Picture: End of a railroad track built along the waterfront between Pier 24 & Pier 26, San Francisco, California.
As I mentioned in my last post, I recently had a chance to visit the Pier 24 Gallery of Photography on the San Francisco waterfront with several friend photographers. One of the great things I love about art is to see things through the eyes of another, to feel their interpretation of the world. There were very few examples of pure ‘landscape’ photography like I typically take. Instead, the experience was filled with visions of people, places, times gone by, nostalgia, grit, grime, and beauty brought forth, much of it from the world of the ordinary and ugly, transforming it in to a fixed memory that holds it’s own unique character.
I remember vividly the feeling of looking at some of Lee Friedlander’s images of random street corners, looking in through shop windows, and other scenes where 999 out of 1,000 of us would have walked right by without seeing anything at all.
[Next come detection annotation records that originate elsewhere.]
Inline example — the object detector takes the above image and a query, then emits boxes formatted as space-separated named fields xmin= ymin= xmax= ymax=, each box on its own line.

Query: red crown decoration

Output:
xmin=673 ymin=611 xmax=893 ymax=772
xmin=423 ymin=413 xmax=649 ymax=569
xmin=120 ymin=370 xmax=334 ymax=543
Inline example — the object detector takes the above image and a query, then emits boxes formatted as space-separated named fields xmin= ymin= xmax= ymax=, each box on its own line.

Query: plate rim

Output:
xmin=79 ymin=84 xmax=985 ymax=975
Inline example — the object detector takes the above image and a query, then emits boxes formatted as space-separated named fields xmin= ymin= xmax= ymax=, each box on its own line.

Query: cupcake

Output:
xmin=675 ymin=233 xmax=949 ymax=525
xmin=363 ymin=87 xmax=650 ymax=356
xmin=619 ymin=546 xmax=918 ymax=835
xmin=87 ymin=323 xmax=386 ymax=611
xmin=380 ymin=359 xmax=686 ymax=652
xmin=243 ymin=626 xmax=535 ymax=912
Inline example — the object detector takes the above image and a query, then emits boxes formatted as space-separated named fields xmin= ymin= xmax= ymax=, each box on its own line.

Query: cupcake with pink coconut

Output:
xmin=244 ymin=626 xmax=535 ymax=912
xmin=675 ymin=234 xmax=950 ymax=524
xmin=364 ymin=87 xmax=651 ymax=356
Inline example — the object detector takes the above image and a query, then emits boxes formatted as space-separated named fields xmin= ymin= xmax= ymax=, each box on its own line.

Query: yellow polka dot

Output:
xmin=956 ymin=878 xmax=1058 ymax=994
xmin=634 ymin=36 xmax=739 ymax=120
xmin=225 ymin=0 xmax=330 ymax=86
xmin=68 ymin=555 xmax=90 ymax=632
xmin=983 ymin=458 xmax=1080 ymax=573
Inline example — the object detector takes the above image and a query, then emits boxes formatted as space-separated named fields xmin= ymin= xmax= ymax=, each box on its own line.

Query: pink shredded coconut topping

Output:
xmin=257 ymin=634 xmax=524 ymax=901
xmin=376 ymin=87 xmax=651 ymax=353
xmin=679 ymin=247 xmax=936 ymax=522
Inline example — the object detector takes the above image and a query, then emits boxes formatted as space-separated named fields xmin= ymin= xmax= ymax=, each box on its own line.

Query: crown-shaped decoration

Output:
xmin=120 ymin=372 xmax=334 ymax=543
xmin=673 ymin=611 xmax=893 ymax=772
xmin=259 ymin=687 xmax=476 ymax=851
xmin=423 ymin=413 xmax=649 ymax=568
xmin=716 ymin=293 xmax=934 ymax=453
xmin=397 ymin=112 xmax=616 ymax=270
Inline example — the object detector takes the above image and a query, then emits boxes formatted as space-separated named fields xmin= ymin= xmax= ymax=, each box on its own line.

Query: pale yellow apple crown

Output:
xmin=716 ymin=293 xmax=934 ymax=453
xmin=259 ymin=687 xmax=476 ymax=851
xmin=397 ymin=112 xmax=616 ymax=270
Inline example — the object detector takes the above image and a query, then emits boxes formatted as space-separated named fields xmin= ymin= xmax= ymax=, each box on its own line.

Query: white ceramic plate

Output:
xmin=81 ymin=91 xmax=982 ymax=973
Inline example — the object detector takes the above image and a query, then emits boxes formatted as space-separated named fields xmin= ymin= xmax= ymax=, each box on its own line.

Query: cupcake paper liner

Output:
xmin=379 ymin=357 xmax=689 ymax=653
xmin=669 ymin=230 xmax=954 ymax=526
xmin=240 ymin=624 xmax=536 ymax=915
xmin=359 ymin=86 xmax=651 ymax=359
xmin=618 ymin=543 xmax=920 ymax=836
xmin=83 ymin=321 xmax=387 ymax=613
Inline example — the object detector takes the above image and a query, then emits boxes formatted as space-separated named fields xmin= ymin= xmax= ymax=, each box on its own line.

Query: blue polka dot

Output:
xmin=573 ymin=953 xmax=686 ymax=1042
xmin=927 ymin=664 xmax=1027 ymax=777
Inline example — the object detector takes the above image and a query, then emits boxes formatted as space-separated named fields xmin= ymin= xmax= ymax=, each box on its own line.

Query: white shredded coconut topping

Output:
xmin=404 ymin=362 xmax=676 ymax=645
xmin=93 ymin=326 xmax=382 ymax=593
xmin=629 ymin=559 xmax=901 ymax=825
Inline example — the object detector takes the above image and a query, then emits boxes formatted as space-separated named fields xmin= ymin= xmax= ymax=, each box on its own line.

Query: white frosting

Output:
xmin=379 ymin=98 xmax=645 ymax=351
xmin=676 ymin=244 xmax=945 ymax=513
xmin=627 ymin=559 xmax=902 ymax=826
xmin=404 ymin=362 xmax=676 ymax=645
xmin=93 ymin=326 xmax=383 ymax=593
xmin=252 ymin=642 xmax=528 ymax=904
Filled with the inspiration that comes from looking at and pondering art, I walk out of the doorway of the gallery, and immediately I’m confronted by something old, worn, and ugly. “Ahh… this must be what they mean.” Did I make it beautiful? Did I make art? I don’t think so, but the point is that other people may see it differently. The least I hope for is that I got my message across so the photo tells about something I wanted to say or found interesting.